Testing with badblocks gives a lot of output

root@milleniumfalcon:~# badblocks -n -v /dev/sdj
Checking for bad blocks in non-destructive read-write mode
From block 0 to 3813375
Testing with random pattern: badblocks: Input/output error during test data write, block 0
0
1
2
3
4
5
6
7
8
9
10
11
12
13
14
.. snip..



The card wasn't brand new when it went in, but it looks like we've probably killed it rather than it being on the way out when it went in.

Should (hopefully) have a backup image from partway through the build (otherwise we'll see how good my notekeeping is...) but suspect it might be better to restore onto a USB stick rather than an SD card.
btasker changed status from 'Open' to 'In Progress'
To get things moving again (and to avoid knackering another SD card), am going to rebuild in a Wheezy based Virtual Machine. One the basic software setup is designed/in place can look at migrating the setup to a Pi.
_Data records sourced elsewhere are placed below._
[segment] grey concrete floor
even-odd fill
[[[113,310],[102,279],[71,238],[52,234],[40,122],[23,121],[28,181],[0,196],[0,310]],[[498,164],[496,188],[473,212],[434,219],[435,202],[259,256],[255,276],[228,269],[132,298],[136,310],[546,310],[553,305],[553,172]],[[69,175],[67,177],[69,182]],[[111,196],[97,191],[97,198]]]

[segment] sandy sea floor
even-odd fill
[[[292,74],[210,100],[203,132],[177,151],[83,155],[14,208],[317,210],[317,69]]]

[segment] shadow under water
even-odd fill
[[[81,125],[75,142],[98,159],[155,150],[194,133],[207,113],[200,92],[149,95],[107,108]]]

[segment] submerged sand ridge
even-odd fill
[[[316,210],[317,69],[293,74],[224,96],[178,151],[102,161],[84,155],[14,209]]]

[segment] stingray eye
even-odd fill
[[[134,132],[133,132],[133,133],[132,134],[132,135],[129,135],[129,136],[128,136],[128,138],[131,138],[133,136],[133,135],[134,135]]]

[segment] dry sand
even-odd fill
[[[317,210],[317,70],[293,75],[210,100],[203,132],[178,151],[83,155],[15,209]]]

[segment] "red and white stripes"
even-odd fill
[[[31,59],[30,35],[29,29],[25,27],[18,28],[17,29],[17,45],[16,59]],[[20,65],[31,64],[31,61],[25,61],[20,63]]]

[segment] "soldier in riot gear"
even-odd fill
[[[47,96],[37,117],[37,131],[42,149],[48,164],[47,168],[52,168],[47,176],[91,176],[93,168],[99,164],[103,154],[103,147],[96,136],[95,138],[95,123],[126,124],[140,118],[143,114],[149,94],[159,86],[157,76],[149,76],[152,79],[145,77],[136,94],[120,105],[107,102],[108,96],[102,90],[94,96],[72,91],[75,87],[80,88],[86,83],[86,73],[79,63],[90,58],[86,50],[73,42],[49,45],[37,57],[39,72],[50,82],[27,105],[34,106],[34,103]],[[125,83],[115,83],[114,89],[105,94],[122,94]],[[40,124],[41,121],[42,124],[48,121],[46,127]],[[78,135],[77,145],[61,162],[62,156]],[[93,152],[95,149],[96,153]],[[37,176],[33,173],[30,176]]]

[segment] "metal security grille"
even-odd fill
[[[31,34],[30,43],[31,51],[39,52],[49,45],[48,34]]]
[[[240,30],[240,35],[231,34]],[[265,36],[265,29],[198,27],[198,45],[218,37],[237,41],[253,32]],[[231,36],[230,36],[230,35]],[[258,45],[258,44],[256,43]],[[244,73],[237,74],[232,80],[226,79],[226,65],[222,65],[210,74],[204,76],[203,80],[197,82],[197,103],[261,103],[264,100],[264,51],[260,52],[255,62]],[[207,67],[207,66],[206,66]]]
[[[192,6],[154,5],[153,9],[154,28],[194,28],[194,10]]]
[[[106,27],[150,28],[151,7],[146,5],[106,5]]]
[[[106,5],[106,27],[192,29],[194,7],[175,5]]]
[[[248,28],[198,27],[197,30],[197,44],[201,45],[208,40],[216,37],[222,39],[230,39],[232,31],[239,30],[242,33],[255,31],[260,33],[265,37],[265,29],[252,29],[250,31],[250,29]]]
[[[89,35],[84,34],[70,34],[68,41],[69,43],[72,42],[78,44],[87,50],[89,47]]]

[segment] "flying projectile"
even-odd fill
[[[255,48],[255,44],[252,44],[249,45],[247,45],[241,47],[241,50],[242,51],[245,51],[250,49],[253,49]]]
Using a VM will also allow the disk usage profile to be assessed to reduce the risk of regularly killing SD cards.
For reference, am attaching the steps used to build the VM
btasker added 'virtualbox_image_creation.txt' to Attachments
I think given the issues seen in PIDVR-12 I'm probably going to give up on the VM route. May get around to building another Pi based system at some point, but at the moment I'm not feeling particularly motivated to continue as a quick review of the TV listings suggests there's currently nothing worth recording.